The Battle for the Dialectic Rages On…
I’ve been thinking about the truth quite a bit for the last little while and I dug up this old college essay I wrote on the subject:
The Literary is Personal, is Socio-political, a Monochrome Triptych in Shades of Grey: YO Mitilda, Crank Up the Barbie it’s Time to Roast Some Holy Cows!
At first glance “from across the gallery” this work may seem to blend in with the surrounding off white of the walls. However, as you get “closer” you may see subtle shades of Grey that are at first glance missed. The frame of this work, colored in a slightly darker shade of Grey, is clearly stated in the title. The Literary is Personal is Socio-political. That is primarily of what this paper speaks. How does it do so? Simple, as a written work it is a work of literature. As my work, it is personal. As a shared work meant to inform others who read it, it is a socio-political work. As you “see” the above mentioned shades of Grey within the work you will begin to find other issues and meanings in this paper. If these other issues and meanings speak to you, think of how they relate to you and your thinking on such matters. If you find them unrelated to your frame of reference, ignore them and only concentrate on the frame. In this way, we complete the Triptych. Adding your own thoughts while you read is what turns this paper into a personal socio-political act.
Left Panel: The literary
The literary, in my opinion, is anything written, such as essays, books etc. I also include as literary anything that has a written component such as movies, music, websites, and even the HTML code which makes websites work. Some may say my definition is too broad, especially when I include computer programs. To them, I say, plays are written to be read and performed by actors. Computer programs are written to be read and performed by computers. If you go to any of the Disney theme parks you can attend, plays performed by machines using a technology Walt Disney called “Animatronics.” Because these plays are performed by machines, does this make these plays not literature? On now to what passes for literature in some academic circles.
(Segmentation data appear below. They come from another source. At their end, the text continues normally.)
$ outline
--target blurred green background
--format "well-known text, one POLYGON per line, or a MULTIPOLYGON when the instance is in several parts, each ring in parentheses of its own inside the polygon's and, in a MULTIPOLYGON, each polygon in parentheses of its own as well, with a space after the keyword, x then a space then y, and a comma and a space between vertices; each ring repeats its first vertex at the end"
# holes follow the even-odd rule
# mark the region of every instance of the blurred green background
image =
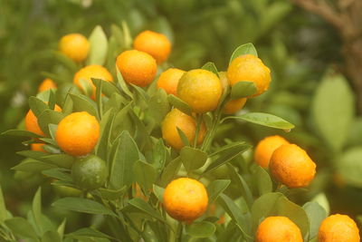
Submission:
MULTIPOLYGON (((245 109, 281 116, 297 128, 286 133, 230 122, 220 136, 253 144, 267 135, 287 137, 318 164, 310 189, 296 198, 327 196, 332 212, 362 214, 362 118, 353 77, 343 74, 346 44, 322 17, 288 0, 0 0, 0 132, 22 121, 42 72, 59 71, 49 50, 62 35, 89 36, 97 24, 110 34, 122 21, 132 36, 145 29, 166 34, 174 48, 169 63, 184 70, 211 61, 224 71, 235 47, 253 43, 272 69, 272 84, 245 109)), ((52 196, 59 191, 39 176, 14 178, 10 169, 22 159, 15 154, 24 149, 21 141, 0 136, 0 183, 8 208, 24 215, 39 184, 52 196)))

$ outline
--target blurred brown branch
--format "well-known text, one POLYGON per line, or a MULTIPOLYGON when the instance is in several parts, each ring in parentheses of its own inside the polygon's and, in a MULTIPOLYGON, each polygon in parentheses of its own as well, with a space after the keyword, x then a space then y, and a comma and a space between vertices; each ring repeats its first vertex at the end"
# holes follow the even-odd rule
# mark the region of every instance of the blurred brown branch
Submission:
POLYGON ((333 25, 342 41, 346 74, 357 96, 358 112, 362 114, 362 1, 292 0, 305 10, 316 14, 333 25))

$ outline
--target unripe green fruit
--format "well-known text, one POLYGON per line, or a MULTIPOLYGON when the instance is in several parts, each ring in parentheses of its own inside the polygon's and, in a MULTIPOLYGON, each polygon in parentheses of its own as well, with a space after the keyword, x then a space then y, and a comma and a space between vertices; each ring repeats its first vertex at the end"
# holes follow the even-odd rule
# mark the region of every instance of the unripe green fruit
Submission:
POLYGON ((102 187, 107 177, 106 162, 95 155, 77 159, 71 168, 73 182, 85 190, 93 190, 102 187))

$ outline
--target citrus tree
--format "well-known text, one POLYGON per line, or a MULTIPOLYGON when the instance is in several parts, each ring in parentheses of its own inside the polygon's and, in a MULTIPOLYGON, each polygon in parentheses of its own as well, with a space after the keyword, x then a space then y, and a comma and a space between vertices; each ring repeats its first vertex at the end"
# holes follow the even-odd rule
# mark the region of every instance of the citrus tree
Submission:
POLYGON ((24 121, 4 135, 29 138, 14 170, 77 191, 53 207, 100 222, 67 231, 66 220, 55 225, 43 214, 41 189, 27 219, 9 213, 0 196, 3 239, 359 241, 356 223, 328 217, 323 198, 290 199, 316 174, 302 148, 268 137, 249 162, 250 144, 220 137, 231 120, 294 128, 268 113, 233 115, 272 81, 253 44, 236 48, 225 72, 212 62, 176 69, 167 62, 171 45, 151 31, 132 40, 125 23, 110 37, 97 26, 88 39, 62 38, 53 54, 63 68, 47 73, 24 121))

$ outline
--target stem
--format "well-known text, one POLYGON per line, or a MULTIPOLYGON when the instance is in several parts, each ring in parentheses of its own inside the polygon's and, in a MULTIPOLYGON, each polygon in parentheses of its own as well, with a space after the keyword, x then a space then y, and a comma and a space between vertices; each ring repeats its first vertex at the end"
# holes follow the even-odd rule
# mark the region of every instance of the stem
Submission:
POLYGON ((177 242, 182 241, 182 231, 183 230, 184 230, 184 225, 182 224, 182 222, 178 222, 177 230, 176 230, 177 237, 176 237, 175 241, 177 241, 177 242))
POLYGON ((195 133, 194 146, 193 146, 194 148, 196 148, 196 146, 197 146, 198 134, 201 130, 202 121, 203 121, 203 116, 197 113, 196 114, 196 131, 195 133))

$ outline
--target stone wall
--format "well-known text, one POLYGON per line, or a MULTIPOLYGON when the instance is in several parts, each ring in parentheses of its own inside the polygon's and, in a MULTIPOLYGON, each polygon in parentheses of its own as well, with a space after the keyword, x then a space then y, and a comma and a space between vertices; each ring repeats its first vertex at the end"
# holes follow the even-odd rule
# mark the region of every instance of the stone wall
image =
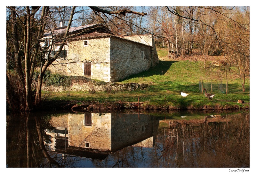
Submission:
POLYGON ((158 62, 151 35, 124 39, 108 36, 73 41, 68 43, 67 46, 66 60, 57 59, 53 63, 55 64, 50 66, 51 71, 69 76, 84 76, 84 62, 90 63, 92 79, 115 82, 148 70, 158 62), (88 42, 86 46, 84 45, 85 41, 88 42), (57 64, 60 63, 64 64, 57 64))
POLYGON ((118 84, 115 83, 106 82, 104 84, 98 83, 97 82, 90 81, 87 83, 74 83, 70 87, 65 88, 63 87, 46 86, 44 84, 42 86, 42 89, 45 91, 54 92, 63 91, 89 91, 98 92, 111 91, 134 91, 140 88, 144 90, 148 87, 147 84, 144 83, 129 83, 118 84))
POLYGON ((112 82, 148 70, 153 66, 151 47, 148 46, 111 38, 110 48, 110 67, 113 71, 112 82))

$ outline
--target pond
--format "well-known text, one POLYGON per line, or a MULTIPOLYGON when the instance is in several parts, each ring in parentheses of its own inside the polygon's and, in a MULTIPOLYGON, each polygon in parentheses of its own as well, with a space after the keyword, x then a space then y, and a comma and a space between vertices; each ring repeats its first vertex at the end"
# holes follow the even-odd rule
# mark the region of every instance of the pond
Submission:
POLYGON ((249 111, 7 118, 7 167, 250 167, 249 111))

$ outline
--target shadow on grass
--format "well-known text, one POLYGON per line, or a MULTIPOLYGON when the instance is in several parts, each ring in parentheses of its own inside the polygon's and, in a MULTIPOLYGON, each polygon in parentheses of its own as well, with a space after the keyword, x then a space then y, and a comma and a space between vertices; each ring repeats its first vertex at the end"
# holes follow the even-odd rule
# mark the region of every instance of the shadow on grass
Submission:
POLYGON ((120 82, 133 78, 149 77, 154 75, 162 75, 168 71, 172 64, 177 62, 178 61, 159 60, 159 63, 158 64, 151 68, 148 70, 138 74, 132 74, 123 79, 120 80, 119 81, 120 82))

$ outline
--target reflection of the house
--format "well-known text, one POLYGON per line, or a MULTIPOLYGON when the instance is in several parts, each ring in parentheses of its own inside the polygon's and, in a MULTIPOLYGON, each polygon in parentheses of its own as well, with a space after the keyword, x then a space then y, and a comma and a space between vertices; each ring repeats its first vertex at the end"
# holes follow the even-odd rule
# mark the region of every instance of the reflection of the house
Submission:
POLYGON ((46 130, 47 150, 103 160, 131 146, 153 147, 159 120, 142 114, 70 114, 52 117, 46 130))

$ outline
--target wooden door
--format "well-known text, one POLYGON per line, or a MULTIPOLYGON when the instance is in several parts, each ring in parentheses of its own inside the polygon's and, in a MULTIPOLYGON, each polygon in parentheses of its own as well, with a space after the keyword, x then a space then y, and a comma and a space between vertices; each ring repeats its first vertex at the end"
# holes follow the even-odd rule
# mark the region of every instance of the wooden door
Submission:
POLYGON ((91 63, 84 63, 84 76, 87 78, 91 78, 91 63))
POLYGON ((92 126, 92 114, 91 113, 84 113, 84 125, 92 126))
A Small Square of Gray on the Left Panel: The Form
I read the essay, “If the Emperor is Naked, Then He is Naked: The Problem with Post-Modernist Thought”, by William J. Matthews, Ph.D. I offer it as an example of the kind of literature that is produced by the professional academic intelligentsia, and is the kind of work students are compelled to view as scholarly and correct in form. I have quoted it, in part, below and added my thoughts concerning the issues raised in an effort to show how prescribed literary form often interferes with the function called pragmatism. All words in italics are quotes of someone else.
Radical social constructivism and its equivalences of cultural constructivism, deconstructivism, feminist discourse, post-structuralism, post-modernism and the like have become, in my opinion, a serious blight on the American intellectual landscape. The argument, which I will refer to in general terms as post-modernism, is, as I will show, logically fallacious and with only reasonably close inspection falls under its own nihilistic weight. (Matthews)
I view “Radical social constructivism and its equivalencies of cultural constructivism, deconstructivism, feminist discourse, post-structuralism, post-modernism and the like” as simply tools of analysis. As such they are, like all tools, subject to misuse. A hammer can be used to build a house, or to crack someone’s skull. Although a tool is subject to misuse, that doesn’t mean we should condemn the tool. In this context, what I agree to “refer to in general terms as post-modernism”, is far from the “blight” the above terms it. It is, instead, a lens useful for seeing things in a different light. In my opinion, conservatism is just as subject to misuse as postmodernism. I still find conservative analysis informative and useful even though I disagree with its conclusions. I want to hear the broadest possible opinions, followed by discussion on any issue I take an interest in.
As I will show after his next paragraph, Professor Matthews doesn’t know enough about logic to fill a thimble. As to what definition of nihilism he’s using, I don’t know. My dictionary defines nihilism as the rejection of all religious and moral principles. He certainly provides no proof in the rest of his reactionary little paper that postmodernism has rejected all religious and moral principles. I think he heard someone use the word nihilism at a faculty cocktail party and now uses it as an insulting buzzword.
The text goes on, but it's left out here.